In recent years, the protests have increasingly been led by young people. Some have directly attacked the centres of Chinese power in Hong Kong, inc­luding the Legislative Council building and the Hong Kong and Macao Affairs Office, which is Beijing’s unofficial headquarters in Hong Kong.

This led to violent police assaults on protesters, thousands of arrests and overt threats from Beijing.

None of those earlier protests compares with those maintained over the past three months, which began in opposition to a proposed law that would have allowed extradition to China of any­one, even visitors to Hong Kong, who aroused the ire of Beijing.

As the anger intensified, HK Chief Executive Carrie Lam declared the proposed law “dead” but, under pressure from Beijing, she pointedly refused demands for the law to be withdrawn.

While earlier protests petered out, the recent mass rallies have intensified and been sustained, and the protesters have resolutely withstood threats of intervention by paramilitary forces of China.

Over the weekend of August 17–18, an estimated 1.7 million people participated in a peaceful but unauthorised street protest. It was a massive declaration of no-confidence in the administration of Carrie Lam.

The younger HK generation have been in the vanguard of the public protests. They realise that, as Hong Kong officially integrates fully into China in 2047, unless they fight now, they will progressively lose their freedoms until they are eventually snuffed out.

Better to confront Beijing now, when it is in clear breach of the promise to respect HK’s freedoms for a period of 50 years, than have their freedoms sliced off “salami style” so that HK is no different to any other Chinese province by 2047.

Although the imbalance of power between the unarmed demonstrators in HK and the overwhelming military and political power of Beijing is clear, a forced takeover of HK would cost China dearly. A large number of Western corporations do business with China through HK, because contracts are enforceable there, unlike on the mainland. If the rule of law were overturned in Hong Kong, many of them would relocate to cities such as Singapore, or transfer their businesses to other countries.
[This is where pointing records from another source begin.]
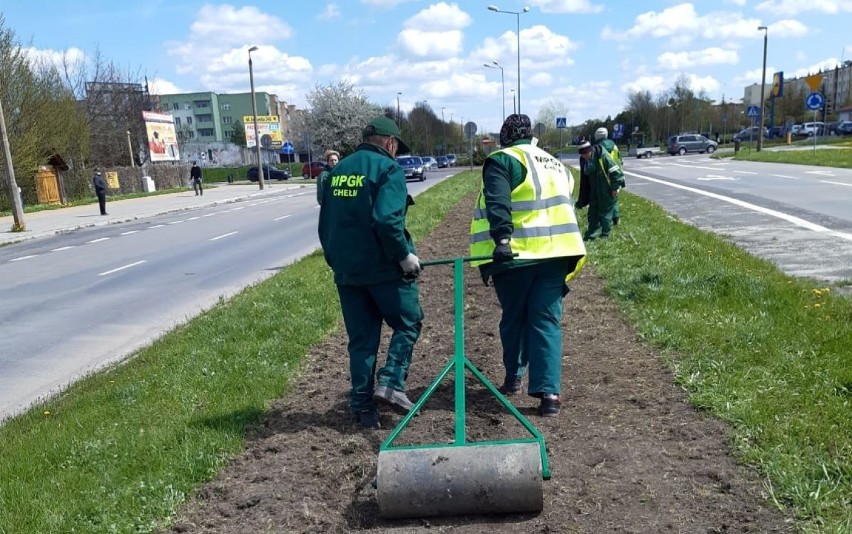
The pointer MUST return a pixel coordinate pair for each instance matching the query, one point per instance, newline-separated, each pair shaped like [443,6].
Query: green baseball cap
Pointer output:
[385,126]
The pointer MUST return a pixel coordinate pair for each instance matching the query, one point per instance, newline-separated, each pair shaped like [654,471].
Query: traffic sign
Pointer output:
[814,101]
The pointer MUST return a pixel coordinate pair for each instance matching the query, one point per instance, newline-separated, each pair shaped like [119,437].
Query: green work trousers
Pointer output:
[396,303]
[530,330]
[600,218]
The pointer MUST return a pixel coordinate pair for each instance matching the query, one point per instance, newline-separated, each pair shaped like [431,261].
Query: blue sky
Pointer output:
[583,54]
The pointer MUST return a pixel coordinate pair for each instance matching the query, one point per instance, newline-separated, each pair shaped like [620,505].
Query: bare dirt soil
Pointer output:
[628,453]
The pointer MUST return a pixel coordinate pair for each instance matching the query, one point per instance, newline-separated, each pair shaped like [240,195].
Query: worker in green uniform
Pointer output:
[524,219]
[602,139]
[363,208]
[600,181]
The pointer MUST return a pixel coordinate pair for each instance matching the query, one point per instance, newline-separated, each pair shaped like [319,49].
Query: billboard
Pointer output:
[269,130]
[162,140]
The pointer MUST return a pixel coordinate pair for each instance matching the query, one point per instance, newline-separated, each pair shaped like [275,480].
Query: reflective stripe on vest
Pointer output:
[545,225]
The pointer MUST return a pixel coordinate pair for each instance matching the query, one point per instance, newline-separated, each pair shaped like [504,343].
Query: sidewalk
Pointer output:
[51,222]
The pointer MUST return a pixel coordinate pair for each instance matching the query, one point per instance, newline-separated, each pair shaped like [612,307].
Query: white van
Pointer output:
[812,128]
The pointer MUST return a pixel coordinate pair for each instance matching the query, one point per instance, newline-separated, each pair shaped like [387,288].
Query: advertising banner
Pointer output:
[162,139]
[269,131]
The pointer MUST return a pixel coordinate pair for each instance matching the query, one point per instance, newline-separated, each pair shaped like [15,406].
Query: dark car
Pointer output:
[682,144]
[313,169]
[269,173]
[413,167]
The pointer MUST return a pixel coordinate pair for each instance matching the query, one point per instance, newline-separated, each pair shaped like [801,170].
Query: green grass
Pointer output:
[120,450]
[769,354]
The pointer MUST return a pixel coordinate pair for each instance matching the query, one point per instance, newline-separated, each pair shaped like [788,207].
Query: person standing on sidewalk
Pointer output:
[100,190]
[363,208]
[195,176]
[525,207]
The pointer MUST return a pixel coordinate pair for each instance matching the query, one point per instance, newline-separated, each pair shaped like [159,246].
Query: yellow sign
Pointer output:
[814,81]
[112,180]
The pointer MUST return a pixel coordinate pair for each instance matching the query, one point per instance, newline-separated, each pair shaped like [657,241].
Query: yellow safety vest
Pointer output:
[545,225]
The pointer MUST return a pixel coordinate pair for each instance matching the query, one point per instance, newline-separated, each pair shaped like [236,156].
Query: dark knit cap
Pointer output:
[516,126]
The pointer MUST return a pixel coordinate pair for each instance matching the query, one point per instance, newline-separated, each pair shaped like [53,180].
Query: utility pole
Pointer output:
[11,186]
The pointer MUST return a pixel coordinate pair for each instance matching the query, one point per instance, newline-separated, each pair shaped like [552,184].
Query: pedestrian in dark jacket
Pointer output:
[100,190]
[363,207]
[195,177]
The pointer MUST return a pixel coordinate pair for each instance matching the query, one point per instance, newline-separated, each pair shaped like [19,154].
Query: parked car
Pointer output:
[429,163]
[811,129]
[682,144]
[751,134]
[312,169]
[413,167]
[844,128]
[269,173]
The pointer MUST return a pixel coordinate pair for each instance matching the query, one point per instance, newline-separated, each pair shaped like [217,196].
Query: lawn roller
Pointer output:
[461,478]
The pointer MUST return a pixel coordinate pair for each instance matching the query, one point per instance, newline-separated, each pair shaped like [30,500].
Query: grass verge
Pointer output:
[767,353]
[120,450]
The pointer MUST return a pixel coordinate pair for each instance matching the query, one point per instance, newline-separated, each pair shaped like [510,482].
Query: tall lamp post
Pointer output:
[518,21]
[254,113]
[444,132]
[502,82]
[762,87]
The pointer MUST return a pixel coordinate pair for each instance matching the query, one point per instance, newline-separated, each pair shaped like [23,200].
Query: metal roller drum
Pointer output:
[460,480]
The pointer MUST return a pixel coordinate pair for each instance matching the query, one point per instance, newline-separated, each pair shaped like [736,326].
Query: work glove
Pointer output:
[410,266]
[502,252]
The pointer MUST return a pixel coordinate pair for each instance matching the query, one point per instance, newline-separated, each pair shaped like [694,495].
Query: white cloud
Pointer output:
[795,7]
[708,56]
[331,12]
[654,84]
[440,17]
[431,44]
[567,6]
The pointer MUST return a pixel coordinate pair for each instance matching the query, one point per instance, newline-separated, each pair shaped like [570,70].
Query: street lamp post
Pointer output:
[444,132]
[518,21]
[762,88]
[502,82]
[254,113]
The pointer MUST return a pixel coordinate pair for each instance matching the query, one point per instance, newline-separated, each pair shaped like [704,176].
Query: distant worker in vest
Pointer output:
[195,178]
[100,190]
[600,181]
[602,139]
[524,220]
[362,231]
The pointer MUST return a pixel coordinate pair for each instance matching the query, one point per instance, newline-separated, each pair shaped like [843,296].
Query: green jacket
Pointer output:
[363,206]
[502,174]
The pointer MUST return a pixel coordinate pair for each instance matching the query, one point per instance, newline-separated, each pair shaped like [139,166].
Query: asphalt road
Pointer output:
[797,216]
[76,302]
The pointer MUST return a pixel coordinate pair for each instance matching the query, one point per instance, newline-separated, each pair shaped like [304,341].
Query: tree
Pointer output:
[338,114]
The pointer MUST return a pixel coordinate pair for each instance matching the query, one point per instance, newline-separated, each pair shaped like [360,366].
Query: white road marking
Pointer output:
[789,218]
[221,236]
[122,268]
[715,177]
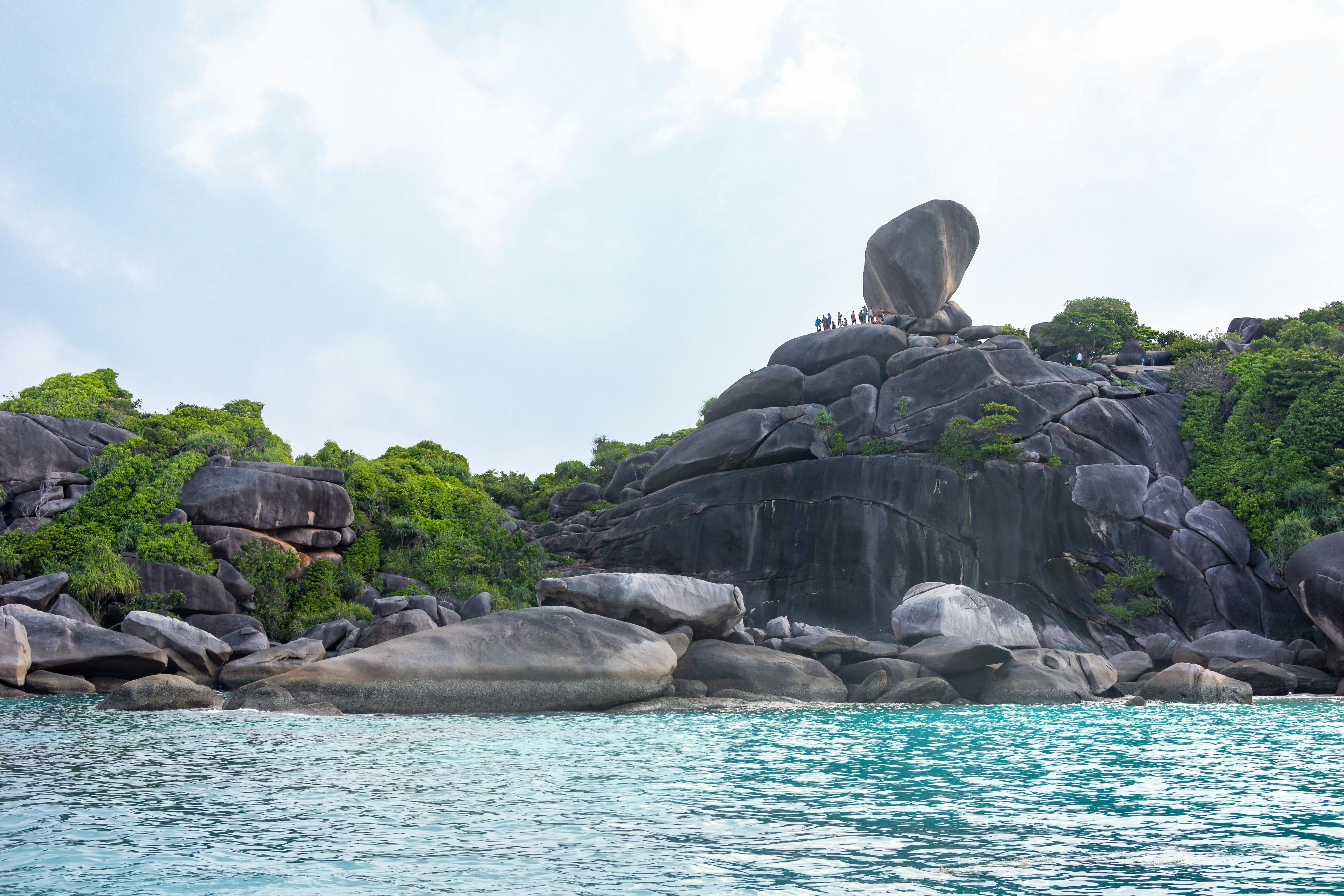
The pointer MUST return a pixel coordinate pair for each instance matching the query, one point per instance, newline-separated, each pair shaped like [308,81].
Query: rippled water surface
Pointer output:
[850,800]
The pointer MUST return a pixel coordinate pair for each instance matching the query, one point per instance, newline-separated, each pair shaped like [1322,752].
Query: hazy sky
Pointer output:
[510,227]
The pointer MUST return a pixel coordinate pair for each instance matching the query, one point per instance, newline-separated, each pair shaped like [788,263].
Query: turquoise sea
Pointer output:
[847,800]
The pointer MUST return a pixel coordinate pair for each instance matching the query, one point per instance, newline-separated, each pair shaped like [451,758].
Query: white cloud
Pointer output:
[363,87]
[722,50]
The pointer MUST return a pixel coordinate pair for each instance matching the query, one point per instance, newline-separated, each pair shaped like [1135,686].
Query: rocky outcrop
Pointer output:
[734,667]
[658,602]
[259,499]
[511,662]
[160,692]
[76,648]
[914,262]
Further, the Chinese economy, already suffering the economic effects of the Sino-American trade conflict and the slowdown in international economic growth, would be hit hard by a crackdown in Hong Kong. To the rest of the world, Beijing has tried to cultivate an image of predictability and stability despite its military expansion into the South China Sea. This veneer of respectability is being stripped away by its threats against HK protesters.

In standing up against the might of the People’s Liberation Army and the dictatorship of Beijing, it is to be hoped that the moral authority of the HK people proves to be more powerful than brute force, and ultimately, that the Beijing regime is forced to reach an accommodation with the HK people. If this happens, the consequences within China itself would potentially be immense. The long-suffering people of China, terrorised and repressed by the communist dictatorship, would see that the Chinese Communist Party has feet of clay.

We recall that it was a popular uprising in Eastern Europe in 1988–89 that led to the collapse of the Soviet Union, the overthrow of communist tyrannies, and the establishment of true democracy in many countries. Could it happen again, this time triggered by the protests in Hong Kong?

Patrick J. Byrne is national president of the National Civic Council.